How to Design Programs is all about this (at tiresome length, using Scheme instead of F#, but the principles carry over). Briefly, your code mirrors your datatypes; this idea goes back to old-fashioned "structured programming", only functional programming is more explicit about it, and with fancier datatypes.
Given that modern functional languages (i.e. not lisps) by default use early-bound polymorphic functions (efficiently), and that object-orientation is just a particular way of arranging to have polymorphic functions, it's not really very different, if you know how to design properly encapsulated classes.
Lisps use late-binding to achieve a similar effect. To be honest, there's not much difference, except that you don't explictly declare the structure of types.
If you've programmed extensively with C++ template functions, then you probably have an idea already.
In any case, the answer is small "classes" and instead of modifying internal state, you have to return a new version with different state.
F# provides the conventional OO approachs for large-scale structured programming (e.g. interfaces) and does not attempt to provide the experimental approaches pioneered in languages like OCaml (e.g. functors).
Consequently, the large-scale structuring of F# programs is essentially the same as that of C# programs.
Functional programming is a different paradigm for sure.

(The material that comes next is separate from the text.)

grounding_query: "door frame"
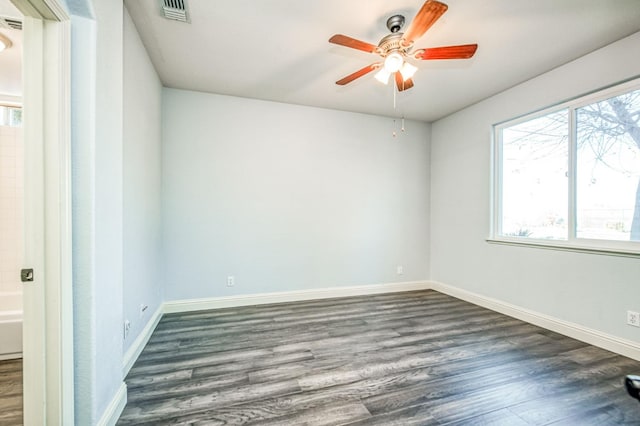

Perhaps the easiest way to wrap your head around it is to insist that the design be laid out using a flow chart. Each function is distinct, no inheritance, no polymorphism, distinct. The data is passed around from function to function to make deletions, updates, insertion, and create new data.
On structuring functional programs:
While OO languages structure the code with classes, functional languages structure it with modules. Objects contain state and methods, modules contain data types and functions. In both cases the structural units group data types together with related behavior. Both paradigms have tools for building and enforcing abstraction barriers.
I would highly recommend picking a functional programming language you are comfortable with (F#, OCaml, Haskell, or Scheme) and taking a long look at how its standard library is structured.
Compare, for example, the OCaml Stack module with System.Collections.Generic.Stack from .NET or a similar collection in Java.
It is all about pure functions and how to compose them to build larger abstractions. This is actually a hard problem for which a robust mathematical background is needed. Luckily, there are several patterns with deep formal and practical research available. On Functional and Reactive Domain Modeling Debasish Ghosh explores this topic further and puts together several practical scenarios applying pure functional patterns:
Functional and Reactive Domain Modeling teaches you how to think of
the domain model in terms of pure functions and how to compose them to
build larger abstractions. You will start with the basics of
functional programming and gradually progress to the advanced concepts
and patterns that you need to know to implement complex domain models.
The book demonstrates how advanced FP patterns like algebraic data
types, typeclass based design, and isolation of side-effects can make
your model compose for readability and verifiability.